Assessing the prevalence of unreported urinary incontinence in a Low Resource Setting

McDougald M1, Omer H1, Ahmed M1, Mohammed M1, Mayram M1

Research Type

Clinical

Abstract Category

Female Lower Urinary Tract Symptoms (LUTS) / Voiding Dysfunction

Abstract 343
Open Discussion ePosters
Scientific Open Discussion Session 21
Thursday 30th August 2018
13:30 - 13:35 (ePoster Station 3)
Exhibition Hall
Incontinence Nocturia Questionnaire Stress Urinary Incontinence Urgency Urinary Incontinence
1. Barbara May Maternity Hospital
Presenter
M

Margaret McDougald

Links

Poster

Abstract

Hypothesis / aims of study
Urinary incontinence is a common condition affecting physical, psychosocial, social and economic wellbeing of affected individuals, with a prevalence of up to 30% in young adults rising to 50% in older patients(1).  However, it is often unreported.  Fistula patients apart, it is rare for patients in the gynae clinic to complain of urinary dysfunction. This study sought to assess the prevalence of unreported urinary incontinence in patients in a low resource setting.
Study design, materials and methods
The Urogenital Distress Inventory (UDI-6) short form questionnaire was used after translation and validation into the two most common languages used by patients.  The UDI 6 short form has previously been validated in a number of languages including Arabic (2), and it was felt this would be a suitable vehicle to establish the prevalence of urinary incontinence in our population.   The questionnaire was translated into the two languages and by native speakers and then back translated by individuals not involved in the original process.  In the absence of native English speakers with good knowledge of the target languages, health science graduates who had studied to degree level in English were used.  The results were compared and a consensus agreed.  Content / face validity was assessed by piloting the questionnaire to ensure that the questions were meaningful to individuals with differing socio-economic backgrounds. 165 patients attending the gynae clinic and who did not spontaneously volunteer any history of urinary dysfunction were asked after consultation if they would participate in answering the questions. 30 members of staff were also asked the same questions.
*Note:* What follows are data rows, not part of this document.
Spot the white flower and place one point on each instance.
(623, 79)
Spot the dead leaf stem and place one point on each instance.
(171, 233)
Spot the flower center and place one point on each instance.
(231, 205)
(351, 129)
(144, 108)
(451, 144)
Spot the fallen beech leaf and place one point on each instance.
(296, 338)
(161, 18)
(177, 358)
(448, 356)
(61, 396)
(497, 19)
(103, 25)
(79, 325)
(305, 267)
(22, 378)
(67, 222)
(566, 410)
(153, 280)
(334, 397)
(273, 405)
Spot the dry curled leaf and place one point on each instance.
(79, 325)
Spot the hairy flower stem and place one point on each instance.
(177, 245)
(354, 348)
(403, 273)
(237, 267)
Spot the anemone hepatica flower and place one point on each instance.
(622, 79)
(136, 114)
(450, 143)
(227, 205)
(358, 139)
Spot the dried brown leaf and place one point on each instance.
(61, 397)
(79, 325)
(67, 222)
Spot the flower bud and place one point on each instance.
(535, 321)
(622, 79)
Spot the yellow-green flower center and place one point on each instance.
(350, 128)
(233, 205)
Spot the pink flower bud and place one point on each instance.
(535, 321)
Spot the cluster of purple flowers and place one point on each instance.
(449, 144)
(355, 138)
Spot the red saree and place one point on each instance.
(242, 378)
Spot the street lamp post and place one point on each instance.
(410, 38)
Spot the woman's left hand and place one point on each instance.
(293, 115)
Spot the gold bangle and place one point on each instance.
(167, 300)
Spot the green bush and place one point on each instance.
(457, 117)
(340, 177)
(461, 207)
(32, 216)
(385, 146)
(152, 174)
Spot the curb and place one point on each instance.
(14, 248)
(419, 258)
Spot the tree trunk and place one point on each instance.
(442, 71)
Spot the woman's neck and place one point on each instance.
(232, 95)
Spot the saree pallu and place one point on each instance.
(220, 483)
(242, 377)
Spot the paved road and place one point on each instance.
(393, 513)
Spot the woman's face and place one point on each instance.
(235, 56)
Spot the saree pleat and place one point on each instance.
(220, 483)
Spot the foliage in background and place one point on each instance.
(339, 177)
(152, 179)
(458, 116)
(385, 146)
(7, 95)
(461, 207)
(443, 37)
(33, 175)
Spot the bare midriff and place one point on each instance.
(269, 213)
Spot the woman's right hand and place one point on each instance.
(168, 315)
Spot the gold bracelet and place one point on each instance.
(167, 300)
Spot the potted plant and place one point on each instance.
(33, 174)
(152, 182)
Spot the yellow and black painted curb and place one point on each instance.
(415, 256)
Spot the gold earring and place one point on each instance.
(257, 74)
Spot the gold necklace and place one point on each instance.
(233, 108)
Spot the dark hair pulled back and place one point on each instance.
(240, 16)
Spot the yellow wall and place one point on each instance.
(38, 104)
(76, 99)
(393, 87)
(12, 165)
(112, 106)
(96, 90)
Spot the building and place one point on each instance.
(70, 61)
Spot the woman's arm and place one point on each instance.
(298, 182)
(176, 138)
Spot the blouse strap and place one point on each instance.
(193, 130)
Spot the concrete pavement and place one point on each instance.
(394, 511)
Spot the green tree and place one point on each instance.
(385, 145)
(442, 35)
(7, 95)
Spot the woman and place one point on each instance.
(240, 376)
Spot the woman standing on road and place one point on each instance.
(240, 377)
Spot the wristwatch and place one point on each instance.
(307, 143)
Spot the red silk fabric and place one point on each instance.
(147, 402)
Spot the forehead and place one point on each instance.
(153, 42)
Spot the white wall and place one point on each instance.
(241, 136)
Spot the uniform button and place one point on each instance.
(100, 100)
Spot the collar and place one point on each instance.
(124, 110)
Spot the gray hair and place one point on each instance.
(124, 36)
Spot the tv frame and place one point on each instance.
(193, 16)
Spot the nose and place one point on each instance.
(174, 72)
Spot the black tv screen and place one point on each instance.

Over 98% of the patients are illiterate, so the questionnaire had to be administered orally. One person, fluent in both languages, posed all the questions.  Respondents were asked about problems in the preceding one month and if they had a problem, were then asked whether it was small, moderate or large.  
Whilst assessing content validity, it became apparent that although frequency can be translated, it does not have any meaning in this context.  Q1 “Do you suffer with frequent urination?” was replaced by two questions which asked for number of episodes of urination by day and by night.  There was no statistical difference in the two groups of responses.
Results
Average age of patients was 30 (16 – 60) and of staff was 29 (17 – 50).  (The ages are approximate as there are no birth certificates and patients do not keep a record of age.)  
Of the total 195 respondents, 80 (41%) had suffered incontinence in the preceding month, but mostly it was a minor problem – Table 1

Table 1 Prevalence of urge and stress incontinence 
Response	No problem	Small problem	Moderate problem	Big problem
Urge	133  (68%)	55  (28%)	4  (2 %)	3  (1.5%)
Stress	156  (80%)	30  (18%)	4  (2 %)	5  (2.6%)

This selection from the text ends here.